I then tried to run a simple P2P check to measure bandwidth between devices:

#!/usr/bin/env python

import os
import sys
import time
import torch
import torch.distributed as dist
import intel_extension_for_pytorch as ipex
import oneccl_bindings_for_pytorch as torch_ccl

def get_device():
    return 'xpu:%s' % (dist.get_rank() % torch.xpu.device_count(),)

def get_rank_from_env():
    if 'PMI_RANK' in os.environ:
        return os.environ['PMI_RANK']
    elif 'PMIX_RANK' in os.environ:
        return os.environ['PMIX_RANK']
    elif 'RANK' in os.environ:
        return os.environ['RANK']
    else:
        raise Exception('Error: neither \'PMI_RANK\' nor \'RANK\' environment variable found. Are you invoking this script using mpirun or torchrun?')

def get_nprocs_from_env():
    if 'PMI_SIZE' in os.environ:
        return os.environ['PMI_SIZE']
    elif 'WORLD_SIZE' in os.environ:
        return os.environ['WORLD_SIZE']
    else:
        raise Exception('Error: neither \'PMI_SIZE\' nor \'WORLD_SIZE\' environment variable found. Are you invoking this script using mpirun or torchrun?')

os.environ["MASTER_ADDR"] = "127.0.0.1"
os.environ["MASTER_PORT"] = "29500"
os.environ["RANK"] = get_rank_from_env()
os.environ["WORLD_SIZE"] = get_nprocs_from_env()
dist.init_process_group(backend="ccl", init_method="env://")

nbytes = 1024*1024*1024

n = nbytes // 4
nbytes = n * 4
gbytes = nbytes * 1e-9

print('Process %s/%s using device %s' % (dist.get_rank(), dist.get_world_size(), get_device()))

send_tensor = torch.zeros(n, dtype=torch.float32, device=get_device())
recv_tensor = torch.zeros(n, dtype=torch.float32, device=get_device())

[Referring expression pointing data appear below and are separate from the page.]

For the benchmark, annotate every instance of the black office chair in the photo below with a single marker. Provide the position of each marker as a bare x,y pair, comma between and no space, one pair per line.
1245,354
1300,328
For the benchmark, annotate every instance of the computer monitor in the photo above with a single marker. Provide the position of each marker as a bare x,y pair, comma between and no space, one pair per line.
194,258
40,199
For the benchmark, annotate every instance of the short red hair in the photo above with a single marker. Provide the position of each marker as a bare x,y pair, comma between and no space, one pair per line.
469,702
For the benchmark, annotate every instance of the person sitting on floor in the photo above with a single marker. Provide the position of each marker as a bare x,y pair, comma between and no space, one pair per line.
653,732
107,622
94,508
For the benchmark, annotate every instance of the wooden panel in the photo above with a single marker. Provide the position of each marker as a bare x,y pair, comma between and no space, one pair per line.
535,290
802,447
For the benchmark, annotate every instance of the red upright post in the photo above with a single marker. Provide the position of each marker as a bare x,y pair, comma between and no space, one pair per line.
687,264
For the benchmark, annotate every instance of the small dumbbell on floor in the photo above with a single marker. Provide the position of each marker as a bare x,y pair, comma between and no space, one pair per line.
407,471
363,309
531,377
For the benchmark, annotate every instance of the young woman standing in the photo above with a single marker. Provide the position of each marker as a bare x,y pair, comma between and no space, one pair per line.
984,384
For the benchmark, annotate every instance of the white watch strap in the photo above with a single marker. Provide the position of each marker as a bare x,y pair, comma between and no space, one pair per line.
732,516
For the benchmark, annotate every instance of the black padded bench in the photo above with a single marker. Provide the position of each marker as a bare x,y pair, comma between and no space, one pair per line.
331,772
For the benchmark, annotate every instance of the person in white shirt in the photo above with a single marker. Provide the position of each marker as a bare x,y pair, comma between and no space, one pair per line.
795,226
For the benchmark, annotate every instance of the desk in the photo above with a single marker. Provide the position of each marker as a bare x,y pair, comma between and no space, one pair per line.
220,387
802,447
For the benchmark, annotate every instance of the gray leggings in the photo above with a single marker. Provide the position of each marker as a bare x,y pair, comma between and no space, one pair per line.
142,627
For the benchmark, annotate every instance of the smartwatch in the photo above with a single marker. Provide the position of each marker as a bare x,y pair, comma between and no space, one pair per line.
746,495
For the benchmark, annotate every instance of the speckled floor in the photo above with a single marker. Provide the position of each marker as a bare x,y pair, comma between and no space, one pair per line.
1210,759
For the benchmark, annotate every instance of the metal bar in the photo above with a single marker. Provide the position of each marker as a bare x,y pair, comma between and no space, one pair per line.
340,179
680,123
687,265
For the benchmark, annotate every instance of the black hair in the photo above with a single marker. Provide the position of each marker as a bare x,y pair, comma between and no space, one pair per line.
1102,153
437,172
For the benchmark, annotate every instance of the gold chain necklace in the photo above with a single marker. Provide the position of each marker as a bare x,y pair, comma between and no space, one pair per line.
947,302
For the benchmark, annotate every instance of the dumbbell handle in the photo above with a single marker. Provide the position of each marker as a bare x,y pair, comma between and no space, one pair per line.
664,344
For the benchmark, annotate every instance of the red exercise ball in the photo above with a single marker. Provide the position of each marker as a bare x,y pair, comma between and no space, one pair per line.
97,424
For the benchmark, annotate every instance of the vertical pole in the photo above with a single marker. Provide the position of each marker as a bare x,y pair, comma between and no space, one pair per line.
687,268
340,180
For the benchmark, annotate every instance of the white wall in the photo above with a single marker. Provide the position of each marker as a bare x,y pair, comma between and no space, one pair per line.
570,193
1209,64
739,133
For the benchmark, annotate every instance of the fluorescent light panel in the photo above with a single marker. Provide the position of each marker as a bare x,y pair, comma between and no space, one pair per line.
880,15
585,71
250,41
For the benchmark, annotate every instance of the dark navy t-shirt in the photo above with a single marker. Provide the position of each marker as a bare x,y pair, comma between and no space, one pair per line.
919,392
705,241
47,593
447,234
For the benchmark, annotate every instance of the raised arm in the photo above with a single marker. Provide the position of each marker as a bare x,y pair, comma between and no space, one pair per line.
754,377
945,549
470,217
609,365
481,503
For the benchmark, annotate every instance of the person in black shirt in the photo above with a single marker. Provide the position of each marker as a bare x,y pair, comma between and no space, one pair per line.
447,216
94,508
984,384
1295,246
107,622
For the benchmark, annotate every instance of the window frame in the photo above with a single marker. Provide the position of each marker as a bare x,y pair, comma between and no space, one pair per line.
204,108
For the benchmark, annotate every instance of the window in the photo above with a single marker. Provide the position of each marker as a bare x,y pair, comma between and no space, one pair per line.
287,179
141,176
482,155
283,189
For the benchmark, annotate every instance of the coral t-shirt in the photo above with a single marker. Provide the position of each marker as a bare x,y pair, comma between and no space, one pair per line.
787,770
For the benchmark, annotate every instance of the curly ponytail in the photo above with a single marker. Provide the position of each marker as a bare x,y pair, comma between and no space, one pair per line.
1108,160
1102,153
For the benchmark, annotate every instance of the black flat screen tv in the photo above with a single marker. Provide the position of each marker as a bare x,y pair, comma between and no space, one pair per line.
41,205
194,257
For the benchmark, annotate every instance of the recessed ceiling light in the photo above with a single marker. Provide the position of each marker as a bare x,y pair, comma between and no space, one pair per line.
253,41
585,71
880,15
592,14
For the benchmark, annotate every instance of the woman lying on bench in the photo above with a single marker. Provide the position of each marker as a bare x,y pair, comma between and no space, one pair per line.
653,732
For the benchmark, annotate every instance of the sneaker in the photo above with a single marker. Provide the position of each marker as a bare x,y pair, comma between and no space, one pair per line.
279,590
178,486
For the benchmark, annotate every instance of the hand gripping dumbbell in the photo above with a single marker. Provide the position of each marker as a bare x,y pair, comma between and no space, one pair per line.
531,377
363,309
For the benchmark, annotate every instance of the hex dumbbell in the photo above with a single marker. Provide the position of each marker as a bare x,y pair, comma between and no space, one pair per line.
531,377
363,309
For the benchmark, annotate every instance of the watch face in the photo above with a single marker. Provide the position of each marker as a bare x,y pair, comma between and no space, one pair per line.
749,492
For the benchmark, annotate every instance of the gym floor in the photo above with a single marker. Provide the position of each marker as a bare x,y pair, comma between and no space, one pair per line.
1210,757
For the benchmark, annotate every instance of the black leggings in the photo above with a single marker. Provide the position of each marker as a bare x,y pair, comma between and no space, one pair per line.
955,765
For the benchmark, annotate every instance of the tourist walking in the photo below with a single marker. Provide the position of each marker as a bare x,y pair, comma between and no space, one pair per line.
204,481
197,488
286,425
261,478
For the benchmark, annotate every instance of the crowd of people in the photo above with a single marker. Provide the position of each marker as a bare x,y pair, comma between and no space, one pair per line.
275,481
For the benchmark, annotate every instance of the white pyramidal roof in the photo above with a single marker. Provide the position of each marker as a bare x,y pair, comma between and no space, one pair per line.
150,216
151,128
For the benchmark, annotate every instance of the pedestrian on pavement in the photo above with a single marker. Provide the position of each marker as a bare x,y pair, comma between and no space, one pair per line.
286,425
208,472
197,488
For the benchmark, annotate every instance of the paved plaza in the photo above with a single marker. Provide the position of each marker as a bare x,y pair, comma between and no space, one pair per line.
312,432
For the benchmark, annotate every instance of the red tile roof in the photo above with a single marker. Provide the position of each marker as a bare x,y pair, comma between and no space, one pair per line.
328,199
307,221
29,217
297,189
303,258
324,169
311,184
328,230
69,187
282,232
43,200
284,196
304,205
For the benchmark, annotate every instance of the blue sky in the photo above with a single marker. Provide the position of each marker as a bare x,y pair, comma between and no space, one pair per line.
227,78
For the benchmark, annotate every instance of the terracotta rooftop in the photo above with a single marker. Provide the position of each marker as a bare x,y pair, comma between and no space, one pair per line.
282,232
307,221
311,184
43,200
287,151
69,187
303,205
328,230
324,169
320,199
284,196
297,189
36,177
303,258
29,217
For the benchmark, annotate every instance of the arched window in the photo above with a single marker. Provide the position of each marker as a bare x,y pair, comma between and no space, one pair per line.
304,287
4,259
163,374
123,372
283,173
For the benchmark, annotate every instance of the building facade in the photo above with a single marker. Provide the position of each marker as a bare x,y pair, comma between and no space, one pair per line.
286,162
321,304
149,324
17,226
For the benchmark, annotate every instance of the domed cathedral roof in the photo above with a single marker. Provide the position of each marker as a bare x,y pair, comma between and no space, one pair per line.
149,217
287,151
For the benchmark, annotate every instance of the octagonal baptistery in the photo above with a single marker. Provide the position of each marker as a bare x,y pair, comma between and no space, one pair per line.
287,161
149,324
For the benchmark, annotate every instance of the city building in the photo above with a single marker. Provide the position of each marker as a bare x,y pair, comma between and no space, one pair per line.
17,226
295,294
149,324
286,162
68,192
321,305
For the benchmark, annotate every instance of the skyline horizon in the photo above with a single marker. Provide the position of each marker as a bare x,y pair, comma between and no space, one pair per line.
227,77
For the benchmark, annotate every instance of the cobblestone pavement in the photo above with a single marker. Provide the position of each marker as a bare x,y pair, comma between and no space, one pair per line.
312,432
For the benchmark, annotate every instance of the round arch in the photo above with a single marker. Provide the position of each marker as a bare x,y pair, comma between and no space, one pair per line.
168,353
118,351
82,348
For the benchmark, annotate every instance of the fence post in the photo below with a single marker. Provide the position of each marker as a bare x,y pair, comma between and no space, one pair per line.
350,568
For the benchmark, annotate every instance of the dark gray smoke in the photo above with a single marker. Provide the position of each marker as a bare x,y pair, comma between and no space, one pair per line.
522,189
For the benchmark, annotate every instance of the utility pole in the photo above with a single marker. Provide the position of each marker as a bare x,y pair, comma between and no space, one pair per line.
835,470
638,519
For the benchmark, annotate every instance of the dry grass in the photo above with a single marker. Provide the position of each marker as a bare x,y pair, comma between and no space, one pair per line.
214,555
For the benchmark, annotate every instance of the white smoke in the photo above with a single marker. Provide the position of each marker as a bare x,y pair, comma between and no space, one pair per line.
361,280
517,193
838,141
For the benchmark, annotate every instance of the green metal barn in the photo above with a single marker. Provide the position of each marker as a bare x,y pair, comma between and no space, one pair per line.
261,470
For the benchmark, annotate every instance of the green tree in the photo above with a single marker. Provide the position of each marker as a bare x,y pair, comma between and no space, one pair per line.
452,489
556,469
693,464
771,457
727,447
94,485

# Perform an all_reduce to initialize communicators and such.
dist.all_reduce(send_tensor)

if dist.get_rank() == 0:
    print('Benchmarking P2P...')

for send_rank in range(dist.get_world_size()):
    for recv_rank in range(dist.get_world_size()):
        if send_rank != recv_rank:
            dist.barrier()

            if dist.get_rank() == send_rank:
                print('Send %s -> %s' % (send_rank, recv_rank))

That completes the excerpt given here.